In February 2021 the Christian aid and development agency Tear Fund commissioned a survey of young people which found that 9 out of 10 Christian teenagers in the UK were concerned about climate change, but only one in 10 believed their church was doing enough to respond to the climate crisis. The survey also revealed that 86 per cent of the teenagers said their faith teaches them to care about climate injustice. Since then, the Church of England has launched a comprehensive environmental policy and programme which is focused on enabling churches to think more deeply about how they care for the environment through faith, practice and mission. This includes tackling carbon emissions, aiming for net zero carbon by 2030.* It is good to see our local churches responding to this.

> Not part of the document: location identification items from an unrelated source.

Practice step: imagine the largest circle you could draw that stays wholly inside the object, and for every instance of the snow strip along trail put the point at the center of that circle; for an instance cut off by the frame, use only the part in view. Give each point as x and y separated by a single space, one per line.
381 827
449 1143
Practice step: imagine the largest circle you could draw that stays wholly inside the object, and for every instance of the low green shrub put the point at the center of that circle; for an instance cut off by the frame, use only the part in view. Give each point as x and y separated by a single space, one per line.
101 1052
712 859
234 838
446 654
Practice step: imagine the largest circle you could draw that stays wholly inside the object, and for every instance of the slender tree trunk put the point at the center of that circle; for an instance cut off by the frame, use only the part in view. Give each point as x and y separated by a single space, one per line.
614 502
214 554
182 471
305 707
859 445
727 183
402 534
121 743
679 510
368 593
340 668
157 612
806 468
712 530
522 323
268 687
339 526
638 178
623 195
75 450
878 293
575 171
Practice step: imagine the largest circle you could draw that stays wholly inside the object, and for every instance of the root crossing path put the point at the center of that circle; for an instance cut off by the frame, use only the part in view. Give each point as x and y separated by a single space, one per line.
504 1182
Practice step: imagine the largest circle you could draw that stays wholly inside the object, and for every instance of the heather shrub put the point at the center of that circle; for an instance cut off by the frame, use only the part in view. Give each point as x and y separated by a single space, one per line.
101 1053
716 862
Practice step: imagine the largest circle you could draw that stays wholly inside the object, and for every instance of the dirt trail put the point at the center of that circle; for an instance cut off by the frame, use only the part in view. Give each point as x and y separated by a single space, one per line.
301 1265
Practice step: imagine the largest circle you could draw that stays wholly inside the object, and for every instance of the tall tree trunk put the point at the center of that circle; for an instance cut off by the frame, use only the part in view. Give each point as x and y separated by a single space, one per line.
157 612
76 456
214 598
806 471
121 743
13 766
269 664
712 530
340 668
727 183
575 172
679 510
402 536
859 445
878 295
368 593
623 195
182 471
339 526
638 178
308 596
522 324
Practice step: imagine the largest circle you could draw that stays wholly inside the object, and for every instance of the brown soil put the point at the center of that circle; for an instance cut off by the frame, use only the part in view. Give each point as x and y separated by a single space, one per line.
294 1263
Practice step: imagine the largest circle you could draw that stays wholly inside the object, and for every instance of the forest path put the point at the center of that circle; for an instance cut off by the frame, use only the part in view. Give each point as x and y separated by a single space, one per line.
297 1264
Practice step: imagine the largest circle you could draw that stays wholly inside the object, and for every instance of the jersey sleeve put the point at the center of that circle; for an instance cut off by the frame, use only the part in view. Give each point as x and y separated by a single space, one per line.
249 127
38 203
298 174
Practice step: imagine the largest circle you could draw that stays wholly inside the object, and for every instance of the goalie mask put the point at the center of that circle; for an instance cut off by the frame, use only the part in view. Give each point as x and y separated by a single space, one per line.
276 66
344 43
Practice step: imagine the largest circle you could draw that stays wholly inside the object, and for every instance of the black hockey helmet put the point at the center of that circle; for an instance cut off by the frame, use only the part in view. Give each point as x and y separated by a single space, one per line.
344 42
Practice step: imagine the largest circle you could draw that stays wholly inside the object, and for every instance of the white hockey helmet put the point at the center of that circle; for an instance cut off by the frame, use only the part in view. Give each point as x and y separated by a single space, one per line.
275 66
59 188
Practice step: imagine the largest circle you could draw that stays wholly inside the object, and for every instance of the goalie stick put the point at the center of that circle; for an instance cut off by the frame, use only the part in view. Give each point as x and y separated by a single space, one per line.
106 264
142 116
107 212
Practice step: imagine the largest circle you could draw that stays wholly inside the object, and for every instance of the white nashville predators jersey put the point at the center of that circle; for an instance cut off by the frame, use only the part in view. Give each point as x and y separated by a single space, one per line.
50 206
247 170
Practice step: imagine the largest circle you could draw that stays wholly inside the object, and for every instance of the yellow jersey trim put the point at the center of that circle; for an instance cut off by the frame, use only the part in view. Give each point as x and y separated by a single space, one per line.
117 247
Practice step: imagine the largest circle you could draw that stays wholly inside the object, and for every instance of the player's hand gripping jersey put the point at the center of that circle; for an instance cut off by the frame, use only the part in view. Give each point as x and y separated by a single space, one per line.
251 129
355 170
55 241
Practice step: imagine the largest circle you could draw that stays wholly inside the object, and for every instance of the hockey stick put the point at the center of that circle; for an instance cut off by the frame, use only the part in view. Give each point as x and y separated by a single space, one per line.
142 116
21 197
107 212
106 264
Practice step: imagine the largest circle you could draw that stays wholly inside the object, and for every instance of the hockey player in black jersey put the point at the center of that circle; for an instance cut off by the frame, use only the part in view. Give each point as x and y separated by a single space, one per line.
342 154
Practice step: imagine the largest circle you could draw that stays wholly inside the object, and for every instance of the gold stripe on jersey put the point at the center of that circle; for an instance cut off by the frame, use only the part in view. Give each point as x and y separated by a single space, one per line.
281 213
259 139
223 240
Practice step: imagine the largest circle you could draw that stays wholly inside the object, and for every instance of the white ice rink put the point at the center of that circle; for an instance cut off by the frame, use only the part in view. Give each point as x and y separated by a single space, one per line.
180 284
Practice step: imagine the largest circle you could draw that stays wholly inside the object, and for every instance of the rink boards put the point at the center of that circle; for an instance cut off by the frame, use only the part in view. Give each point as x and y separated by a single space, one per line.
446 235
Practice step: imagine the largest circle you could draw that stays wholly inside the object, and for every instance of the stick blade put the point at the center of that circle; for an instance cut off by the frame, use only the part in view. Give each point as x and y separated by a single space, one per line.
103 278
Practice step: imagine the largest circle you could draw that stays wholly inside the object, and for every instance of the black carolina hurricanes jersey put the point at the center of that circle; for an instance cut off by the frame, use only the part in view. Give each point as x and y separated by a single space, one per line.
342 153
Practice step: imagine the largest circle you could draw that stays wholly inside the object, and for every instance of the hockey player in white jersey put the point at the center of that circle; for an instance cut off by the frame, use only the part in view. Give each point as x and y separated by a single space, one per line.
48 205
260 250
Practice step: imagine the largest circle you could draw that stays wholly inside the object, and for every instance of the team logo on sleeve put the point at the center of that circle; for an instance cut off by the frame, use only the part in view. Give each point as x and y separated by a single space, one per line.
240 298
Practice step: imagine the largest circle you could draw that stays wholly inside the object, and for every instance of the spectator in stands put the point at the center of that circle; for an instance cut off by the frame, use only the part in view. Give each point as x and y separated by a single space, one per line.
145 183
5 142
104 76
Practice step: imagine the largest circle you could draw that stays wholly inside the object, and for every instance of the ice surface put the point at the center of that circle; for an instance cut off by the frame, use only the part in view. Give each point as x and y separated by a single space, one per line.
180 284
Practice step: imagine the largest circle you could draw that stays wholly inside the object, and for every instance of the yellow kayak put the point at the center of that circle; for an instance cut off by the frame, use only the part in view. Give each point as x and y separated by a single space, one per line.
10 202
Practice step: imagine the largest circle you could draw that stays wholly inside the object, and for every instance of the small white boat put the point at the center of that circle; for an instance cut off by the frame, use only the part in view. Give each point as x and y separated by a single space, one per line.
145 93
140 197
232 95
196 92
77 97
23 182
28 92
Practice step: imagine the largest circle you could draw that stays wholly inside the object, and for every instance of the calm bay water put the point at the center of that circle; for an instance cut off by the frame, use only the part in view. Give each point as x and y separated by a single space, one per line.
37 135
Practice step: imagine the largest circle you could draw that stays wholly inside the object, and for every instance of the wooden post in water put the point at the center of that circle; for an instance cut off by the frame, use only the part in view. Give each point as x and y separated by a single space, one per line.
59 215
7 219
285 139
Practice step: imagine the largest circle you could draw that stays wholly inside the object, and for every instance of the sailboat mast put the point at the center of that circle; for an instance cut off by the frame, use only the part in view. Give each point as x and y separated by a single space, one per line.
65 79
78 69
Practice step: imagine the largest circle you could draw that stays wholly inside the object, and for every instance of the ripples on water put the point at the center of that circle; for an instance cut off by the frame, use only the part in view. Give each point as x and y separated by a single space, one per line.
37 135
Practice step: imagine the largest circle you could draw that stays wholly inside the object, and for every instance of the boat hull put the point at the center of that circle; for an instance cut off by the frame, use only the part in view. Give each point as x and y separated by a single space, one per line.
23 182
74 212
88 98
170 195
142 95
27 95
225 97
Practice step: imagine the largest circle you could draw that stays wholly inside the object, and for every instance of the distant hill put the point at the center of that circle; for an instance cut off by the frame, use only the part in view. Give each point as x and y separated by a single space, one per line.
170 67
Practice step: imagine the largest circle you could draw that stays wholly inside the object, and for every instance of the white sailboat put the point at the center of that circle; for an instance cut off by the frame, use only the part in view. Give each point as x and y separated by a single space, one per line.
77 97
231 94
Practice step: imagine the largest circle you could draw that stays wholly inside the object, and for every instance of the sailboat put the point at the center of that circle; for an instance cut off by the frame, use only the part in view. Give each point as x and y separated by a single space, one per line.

One of the great dangers in considering climate change is that we can feel overwhelmed by the unrelenting reports of climate-induced disasters around the globe and consider that we are powerless to do anything. But there are multiple initiatives underway to slow down and address the impact of climate change: flood remediation and the creation of extensive wetlands that slow down run-off; large-scale planting of trees such as in the Sahel region of North Africa to prevent desertification; the restoration and renewal of sea grass along coastlines and peat bogs in hills that act as carbon sinks. We need to keep supporting and praying for the success of such initiatives.

We might also consider how even one small action we take can make a difference, such as planting a single oak tree. If this tree lives to maturity it will eventually capture, every year, around 22 kg (kilograms) of carbon dioxide. If it lives 400-500 years that’s a significant amount of C02! Our faith teaches us to bear responsibility for this world that God has freely given us to enjoy and protect. In the face of all the gloom, despair and apathy around us, let us choose to think globally but act locally. As St Paul encourages us, ‘Rejoice in hope, be patient in tribulation, and be constant in prayer’ (Romans 12:12).